デ・ジャ・ビュ、日本語で言うなれば既視感。
経験したことの無いことを経験したかのように思う、という意味合いだ。 それならば今俺が感じているものはまさしくそれなんだろう。 「あつー」 太陽に有給休暇を出してやりたい今日この頃。俺は無駄に長い石段を登っていた。 どうやら千夜さんがこの神社にいらっしゃるという情報をゲットしたからだ。 鈴音には悪いがそうでもなければこの石段なぞ昼間から登りたくない。 夜の散歩には涼しくて、静かで気持ちの良いベストプレイスな訳なのだが。 ようやく鳥居が見えてくる。全て上れば黒髪の麗人がいらっしゃることであろう。 そう予想していた俺は千夜さんを呼びかけるべく口を開きかけた。 「おーい、千夜さ……」 言うなれば、俺は口が半開きというえらく間抜けな状態で静止してしまった。 さやさやと、風で草が音を奏でる中、その流れる金髪を押さえずに真っ直ぐに立つ姿。 しかし、普段ならば意志の強さが宿る瞳が半分以下に伏せられている姿がどこか危うい。 「……香憐」 俺の呟きは、どうやら彼女には届かなかったらしい。風だけが、神社の空気を揺らしている。 その時、俺は奇妙な感覚に襲われた。そう――このまま、香憐がどこかへ消えてしまいそうな、そんな感覚。 「香憐!」 気づけば、俺は香憐の傍まで寄っていた。瞳には驚きの色が重ねられたが、すぐにいつもの調子に戻る。 「気安く触らないで頂戴」 払いのけて一言。
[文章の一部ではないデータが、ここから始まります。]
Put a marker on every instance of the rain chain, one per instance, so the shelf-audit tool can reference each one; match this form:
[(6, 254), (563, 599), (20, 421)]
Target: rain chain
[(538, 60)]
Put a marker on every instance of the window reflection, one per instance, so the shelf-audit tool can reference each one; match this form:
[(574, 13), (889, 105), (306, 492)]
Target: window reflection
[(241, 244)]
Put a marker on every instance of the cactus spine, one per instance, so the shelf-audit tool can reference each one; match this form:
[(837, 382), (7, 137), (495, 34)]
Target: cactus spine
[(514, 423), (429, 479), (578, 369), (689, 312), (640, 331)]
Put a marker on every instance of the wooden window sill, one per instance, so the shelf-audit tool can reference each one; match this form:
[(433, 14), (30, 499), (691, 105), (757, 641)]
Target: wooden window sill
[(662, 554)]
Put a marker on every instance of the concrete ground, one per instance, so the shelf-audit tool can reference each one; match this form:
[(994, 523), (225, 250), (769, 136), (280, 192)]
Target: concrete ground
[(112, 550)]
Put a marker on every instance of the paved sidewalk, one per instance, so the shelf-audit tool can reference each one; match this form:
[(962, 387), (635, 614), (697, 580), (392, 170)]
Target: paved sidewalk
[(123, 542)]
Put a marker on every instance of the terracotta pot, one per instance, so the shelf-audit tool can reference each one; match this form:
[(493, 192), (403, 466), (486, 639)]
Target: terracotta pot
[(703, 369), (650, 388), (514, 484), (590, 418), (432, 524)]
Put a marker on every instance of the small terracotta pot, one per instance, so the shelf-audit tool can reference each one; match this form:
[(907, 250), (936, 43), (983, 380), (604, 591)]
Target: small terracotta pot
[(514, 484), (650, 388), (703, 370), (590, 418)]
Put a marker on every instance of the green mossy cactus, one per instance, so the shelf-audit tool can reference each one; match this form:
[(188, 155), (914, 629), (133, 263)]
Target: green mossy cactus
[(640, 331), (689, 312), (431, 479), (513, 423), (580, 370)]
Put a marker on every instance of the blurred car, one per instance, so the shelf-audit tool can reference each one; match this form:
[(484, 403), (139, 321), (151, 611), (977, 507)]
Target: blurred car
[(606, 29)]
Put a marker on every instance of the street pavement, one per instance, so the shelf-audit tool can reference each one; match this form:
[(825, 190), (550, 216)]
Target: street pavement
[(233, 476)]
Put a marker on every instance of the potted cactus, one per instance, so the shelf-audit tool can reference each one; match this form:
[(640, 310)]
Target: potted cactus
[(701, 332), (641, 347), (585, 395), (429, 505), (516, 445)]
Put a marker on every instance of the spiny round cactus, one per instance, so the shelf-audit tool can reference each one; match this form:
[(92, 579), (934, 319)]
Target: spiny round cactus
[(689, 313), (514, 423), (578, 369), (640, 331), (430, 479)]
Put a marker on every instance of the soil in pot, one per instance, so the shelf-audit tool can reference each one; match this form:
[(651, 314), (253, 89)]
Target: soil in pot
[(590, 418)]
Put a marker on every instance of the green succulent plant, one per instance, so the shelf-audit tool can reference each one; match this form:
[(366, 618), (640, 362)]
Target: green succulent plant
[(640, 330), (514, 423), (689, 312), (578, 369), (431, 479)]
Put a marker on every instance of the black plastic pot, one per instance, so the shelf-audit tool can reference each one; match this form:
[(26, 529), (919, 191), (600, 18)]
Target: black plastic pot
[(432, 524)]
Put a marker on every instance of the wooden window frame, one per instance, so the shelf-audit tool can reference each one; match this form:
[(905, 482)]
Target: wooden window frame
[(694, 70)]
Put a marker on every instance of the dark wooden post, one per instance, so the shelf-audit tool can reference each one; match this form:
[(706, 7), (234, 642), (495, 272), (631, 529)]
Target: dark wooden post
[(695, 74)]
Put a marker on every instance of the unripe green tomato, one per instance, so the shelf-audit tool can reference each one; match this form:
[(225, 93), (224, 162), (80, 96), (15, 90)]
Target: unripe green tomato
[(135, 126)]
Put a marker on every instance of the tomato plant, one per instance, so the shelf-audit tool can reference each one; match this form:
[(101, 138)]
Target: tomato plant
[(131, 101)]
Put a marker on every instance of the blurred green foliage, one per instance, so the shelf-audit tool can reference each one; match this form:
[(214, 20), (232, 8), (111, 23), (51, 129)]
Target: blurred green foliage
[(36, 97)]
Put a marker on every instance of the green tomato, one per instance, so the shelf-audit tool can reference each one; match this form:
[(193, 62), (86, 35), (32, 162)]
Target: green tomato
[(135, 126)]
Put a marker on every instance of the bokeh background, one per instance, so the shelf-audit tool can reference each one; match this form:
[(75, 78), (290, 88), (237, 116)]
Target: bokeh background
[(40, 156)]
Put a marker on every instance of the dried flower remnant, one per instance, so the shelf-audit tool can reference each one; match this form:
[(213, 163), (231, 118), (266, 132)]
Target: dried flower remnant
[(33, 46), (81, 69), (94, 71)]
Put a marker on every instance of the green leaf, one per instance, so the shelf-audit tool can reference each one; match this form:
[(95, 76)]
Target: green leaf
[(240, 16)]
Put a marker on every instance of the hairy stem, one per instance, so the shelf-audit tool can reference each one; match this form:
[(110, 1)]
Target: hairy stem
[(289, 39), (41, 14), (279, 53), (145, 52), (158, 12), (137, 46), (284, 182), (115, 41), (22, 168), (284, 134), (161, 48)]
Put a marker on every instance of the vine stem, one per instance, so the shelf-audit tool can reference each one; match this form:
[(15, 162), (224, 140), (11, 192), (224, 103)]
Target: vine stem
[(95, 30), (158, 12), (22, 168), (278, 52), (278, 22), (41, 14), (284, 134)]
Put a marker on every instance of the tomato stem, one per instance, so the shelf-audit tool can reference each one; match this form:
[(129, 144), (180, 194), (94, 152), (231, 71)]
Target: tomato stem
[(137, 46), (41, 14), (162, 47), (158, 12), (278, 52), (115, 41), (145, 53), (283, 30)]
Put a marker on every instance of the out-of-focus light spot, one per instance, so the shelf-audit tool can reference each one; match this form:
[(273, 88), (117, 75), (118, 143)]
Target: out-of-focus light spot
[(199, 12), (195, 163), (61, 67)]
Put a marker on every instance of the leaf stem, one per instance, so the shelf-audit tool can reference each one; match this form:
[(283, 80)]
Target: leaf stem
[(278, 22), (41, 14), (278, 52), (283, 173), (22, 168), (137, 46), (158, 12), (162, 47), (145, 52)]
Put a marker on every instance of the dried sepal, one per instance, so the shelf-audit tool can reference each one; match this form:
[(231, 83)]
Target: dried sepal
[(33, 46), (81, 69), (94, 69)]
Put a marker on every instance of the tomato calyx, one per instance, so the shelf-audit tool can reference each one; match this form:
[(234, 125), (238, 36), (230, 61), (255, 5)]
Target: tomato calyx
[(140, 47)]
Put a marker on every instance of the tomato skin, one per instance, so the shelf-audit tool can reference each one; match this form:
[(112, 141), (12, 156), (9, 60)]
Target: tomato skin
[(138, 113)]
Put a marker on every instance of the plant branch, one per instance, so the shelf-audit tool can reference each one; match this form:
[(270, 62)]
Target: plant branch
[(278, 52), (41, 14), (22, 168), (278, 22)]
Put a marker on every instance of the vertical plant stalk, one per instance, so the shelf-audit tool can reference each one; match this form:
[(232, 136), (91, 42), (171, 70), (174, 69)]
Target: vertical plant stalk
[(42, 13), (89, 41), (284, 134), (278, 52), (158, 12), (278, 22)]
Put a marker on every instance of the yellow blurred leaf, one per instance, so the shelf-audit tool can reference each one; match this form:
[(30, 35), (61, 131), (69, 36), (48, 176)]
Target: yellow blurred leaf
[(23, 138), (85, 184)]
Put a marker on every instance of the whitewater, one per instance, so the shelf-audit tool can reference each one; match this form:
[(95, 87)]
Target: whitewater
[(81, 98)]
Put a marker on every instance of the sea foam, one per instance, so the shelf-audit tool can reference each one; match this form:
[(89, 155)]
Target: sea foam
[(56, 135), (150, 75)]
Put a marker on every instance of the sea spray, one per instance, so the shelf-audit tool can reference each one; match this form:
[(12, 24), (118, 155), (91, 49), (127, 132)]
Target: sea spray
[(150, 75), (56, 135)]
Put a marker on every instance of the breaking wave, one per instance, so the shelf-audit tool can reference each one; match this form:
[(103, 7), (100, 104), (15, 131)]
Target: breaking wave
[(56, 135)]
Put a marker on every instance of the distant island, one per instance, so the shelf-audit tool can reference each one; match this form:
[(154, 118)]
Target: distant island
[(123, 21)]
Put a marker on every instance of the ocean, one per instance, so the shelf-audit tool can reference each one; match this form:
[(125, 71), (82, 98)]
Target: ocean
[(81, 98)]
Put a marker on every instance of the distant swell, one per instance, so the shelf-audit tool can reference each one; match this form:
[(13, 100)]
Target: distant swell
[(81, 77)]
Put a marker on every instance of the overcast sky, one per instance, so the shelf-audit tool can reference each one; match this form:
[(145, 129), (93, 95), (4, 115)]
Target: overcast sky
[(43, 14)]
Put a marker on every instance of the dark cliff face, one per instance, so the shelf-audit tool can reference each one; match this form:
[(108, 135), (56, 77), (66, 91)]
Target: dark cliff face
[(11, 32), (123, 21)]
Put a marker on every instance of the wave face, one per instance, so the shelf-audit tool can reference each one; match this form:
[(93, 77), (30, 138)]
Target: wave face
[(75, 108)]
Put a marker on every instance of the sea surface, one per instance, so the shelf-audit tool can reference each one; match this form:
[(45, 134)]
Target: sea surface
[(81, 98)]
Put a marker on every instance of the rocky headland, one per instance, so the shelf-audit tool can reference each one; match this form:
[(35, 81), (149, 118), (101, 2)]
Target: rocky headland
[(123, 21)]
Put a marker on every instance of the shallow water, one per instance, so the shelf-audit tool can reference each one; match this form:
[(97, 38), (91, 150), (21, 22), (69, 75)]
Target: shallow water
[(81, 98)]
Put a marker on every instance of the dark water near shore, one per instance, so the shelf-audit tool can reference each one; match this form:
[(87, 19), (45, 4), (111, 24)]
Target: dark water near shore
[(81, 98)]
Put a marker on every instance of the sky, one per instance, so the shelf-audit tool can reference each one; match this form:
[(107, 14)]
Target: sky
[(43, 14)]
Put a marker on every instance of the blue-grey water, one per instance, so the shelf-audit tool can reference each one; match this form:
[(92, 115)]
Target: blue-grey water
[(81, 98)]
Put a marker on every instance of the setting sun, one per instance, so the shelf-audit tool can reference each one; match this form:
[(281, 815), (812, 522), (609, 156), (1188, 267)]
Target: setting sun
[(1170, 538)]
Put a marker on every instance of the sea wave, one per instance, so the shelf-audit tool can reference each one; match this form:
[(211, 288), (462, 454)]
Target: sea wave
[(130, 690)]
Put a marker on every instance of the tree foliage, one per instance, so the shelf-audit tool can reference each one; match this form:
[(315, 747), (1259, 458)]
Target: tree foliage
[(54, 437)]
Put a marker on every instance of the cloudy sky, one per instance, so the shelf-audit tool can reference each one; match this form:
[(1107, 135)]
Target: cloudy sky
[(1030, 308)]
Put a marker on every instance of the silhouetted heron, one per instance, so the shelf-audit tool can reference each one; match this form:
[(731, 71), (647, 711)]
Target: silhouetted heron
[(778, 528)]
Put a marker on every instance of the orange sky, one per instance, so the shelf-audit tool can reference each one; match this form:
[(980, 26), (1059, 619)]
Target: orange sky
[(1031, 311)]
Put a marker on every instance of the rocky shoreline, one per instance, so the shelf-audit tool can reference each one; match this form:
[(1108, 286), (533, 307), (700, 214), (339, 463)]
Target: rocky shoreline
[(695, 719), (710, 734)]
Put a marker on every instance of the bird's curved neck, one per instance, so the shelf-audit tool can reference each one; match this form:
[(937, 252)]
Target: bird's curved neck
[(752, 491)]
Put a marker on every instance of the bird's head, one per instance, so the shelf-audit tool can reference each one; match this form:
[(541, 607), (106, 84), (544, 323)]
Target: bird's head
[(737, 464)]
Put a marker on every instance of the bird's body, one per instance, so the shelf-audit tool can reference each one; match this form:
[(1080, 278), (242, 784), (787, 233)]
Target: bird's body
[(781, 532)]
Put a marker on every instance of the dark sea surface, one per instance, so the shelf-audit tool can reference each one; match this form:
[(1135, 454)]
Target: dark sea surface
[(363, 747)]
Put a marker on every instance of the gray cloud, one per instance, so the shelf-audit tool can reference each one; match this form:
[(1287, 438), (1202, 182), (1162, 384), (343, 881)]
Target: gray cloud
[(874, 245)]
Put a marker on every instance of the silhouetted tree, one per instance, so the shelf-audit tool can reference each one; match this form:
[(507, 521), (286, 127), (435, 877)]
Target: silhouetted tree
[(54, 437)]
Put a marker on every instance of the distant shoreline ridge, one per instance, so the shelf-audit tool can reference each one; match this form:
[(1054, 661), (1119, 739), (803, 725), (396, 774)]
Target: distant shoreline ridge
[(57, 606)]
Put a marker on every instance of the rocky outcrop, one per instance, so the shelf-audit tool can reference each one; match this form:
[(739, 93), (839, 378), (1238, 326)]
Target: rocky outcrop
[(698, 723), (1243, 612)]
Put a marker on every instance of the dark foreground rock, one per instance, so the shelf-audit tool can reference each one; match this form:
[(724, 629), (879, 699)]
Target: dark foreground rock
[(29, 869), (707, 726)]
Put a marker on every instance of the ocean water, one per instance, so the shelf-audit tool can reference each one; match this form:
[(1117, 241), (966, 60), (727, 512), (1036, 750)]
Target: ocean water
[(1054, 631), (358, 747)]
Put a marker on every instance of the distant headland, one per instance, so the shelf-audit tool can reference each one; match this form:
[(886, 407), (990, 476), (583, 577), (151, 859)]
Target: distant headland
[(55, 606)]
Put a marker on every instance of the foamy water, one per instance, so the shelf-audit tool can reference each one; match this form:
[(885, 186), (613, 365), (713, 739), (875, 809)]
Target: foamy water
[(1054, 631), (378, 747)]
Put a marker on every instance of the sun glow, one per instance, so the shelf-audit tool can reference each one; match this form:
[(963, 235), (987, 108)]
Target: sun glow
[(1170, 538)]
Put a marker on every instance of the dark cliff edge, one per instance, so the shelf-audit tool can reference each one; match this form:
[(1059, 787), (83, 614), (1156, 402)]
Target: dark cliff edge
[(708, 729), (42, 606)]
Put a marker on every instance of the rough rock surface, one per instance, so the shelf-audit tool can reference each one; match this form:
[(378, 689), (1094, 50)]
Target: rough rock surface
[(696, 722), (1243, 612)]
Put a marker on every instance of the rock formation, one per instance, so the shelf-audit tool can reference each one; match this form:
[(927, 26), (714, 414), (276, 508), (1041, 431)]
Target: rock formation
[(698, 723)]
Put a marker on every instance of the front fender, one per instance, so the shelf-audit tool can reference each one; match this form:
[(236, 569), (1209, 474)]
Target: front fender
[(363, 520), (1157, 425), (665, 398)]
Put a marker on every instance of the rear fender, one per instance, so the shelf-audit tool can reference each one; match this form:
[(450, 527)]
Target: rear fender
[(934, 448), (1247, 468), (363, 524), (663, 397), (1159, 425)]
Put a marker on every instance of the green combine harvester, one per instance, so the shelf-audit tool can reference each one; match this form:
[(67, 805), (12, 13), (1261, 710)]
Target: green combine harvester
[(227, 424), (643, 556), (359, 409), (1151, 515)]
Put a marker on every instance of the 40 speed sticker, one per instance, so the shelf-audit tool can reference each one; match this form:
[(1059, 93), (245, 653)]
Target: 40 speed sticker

そしてメンチを切ってきた。 「何だ、ちょっと心配して損した」 「心配ですって?右京に心配されるいわれは無いわ」 「いや、何かボーっとして、遠い目してたからよ」 そう言いながら、香憐に並ぶ。香憐は、髪を弄りながらポツリと言った。 「何となく、ここを懐かしく感じたの」 「懐かしい?」 「ええ。何故だか分からないけれど、不思議と心が落ち着くの。初めて来た気がしないのよ」 やはり、古い建物と緑に囲まれたら日本人なら落ち着くのだろうか。日本人レベルではあり得ないくらいの金髪だけど。 「……失礼なこと考えているんじゃないかしら?」 「いや、日本人という素晴らしい血統について考えてたんだ。それで、彩香さんは?」 「後から来るわ。工事現場に行こうとしたら、途中でここが気になったのよ」 今日は風が強い。ふわりと、また香憐の金髪が風になびく。 「こういうのを、デ・ジャ・ビュっていうのかしら」 瞬間、俺は奇妙な感覚に襲われる。まるで、何度も何度も見たことがあるかのように。 「……右京?」 気づくと、香憐は俺の顔を覗き込んでいた。 「口半開き。随分と無様で間抜けな表情だったわ」 クスクスと笑うその姿。さっき感じた妙な違和感は消えた。 「悪かったな。でもな香憐よ、さっき俺が声かける前のお前も中々のツラだったぞ」 「えっ!? な、何でそんな所見てるのよ!」 「しかも一回声かけたのにシカトされたしな。右京悲しい!」 そう言うと香憐はさもおかしそうに笑う。珍しく声まであげていた。 「何ソレ。右京ってば馬鹿ね」 「悪かったな。お前みたいに賢く無いですよーっと」 言葉と共に軽く頭を叩く。するとお嬢様は柳眉を吊り上げて睨んできた。怖っ。 「怒るな。それよりも、お前も祭りの準備に参加するか?」 「するか?と聞かれても会場はウチの土地よ。どんなものになるかお手並みを拝見、というところね」 「それなら明日14時にウチの店。遅れたらクビだからな」 「遅刻なんかしないわ。ビジネスで時間がどれだけ重要か分かっていないようね」 不敵で、嫌なお嬢様スマイル。でもこっちの方が断然良い。好みだ。 さっきの表情は憂いを帯びてて壊れそうな美しさがあったから。そんなのを精力的なビジネス世界に生きる奴が浮かべていいはずが無いのだ。 「俺はもう帰る。用件は果たした」 「へえ、何か用だったの?」 「ハズレだったけどな。じゃあ、彩香さんによろしくな」 ざわざわと木々が騒ぎ出す。すると香憐は少しだけ迷ってから俺に手を振る。 そこにもう一度だけ、既視感を覚えた。 +++++ 神社は香憐ルート入ってから微妙に役立てる予定です。 というか自分の書く話に空白が多すぎて泣けてくる。 #
by overbearing
| 2006-08-24 00:47
| 交流イベント
盆踊り――。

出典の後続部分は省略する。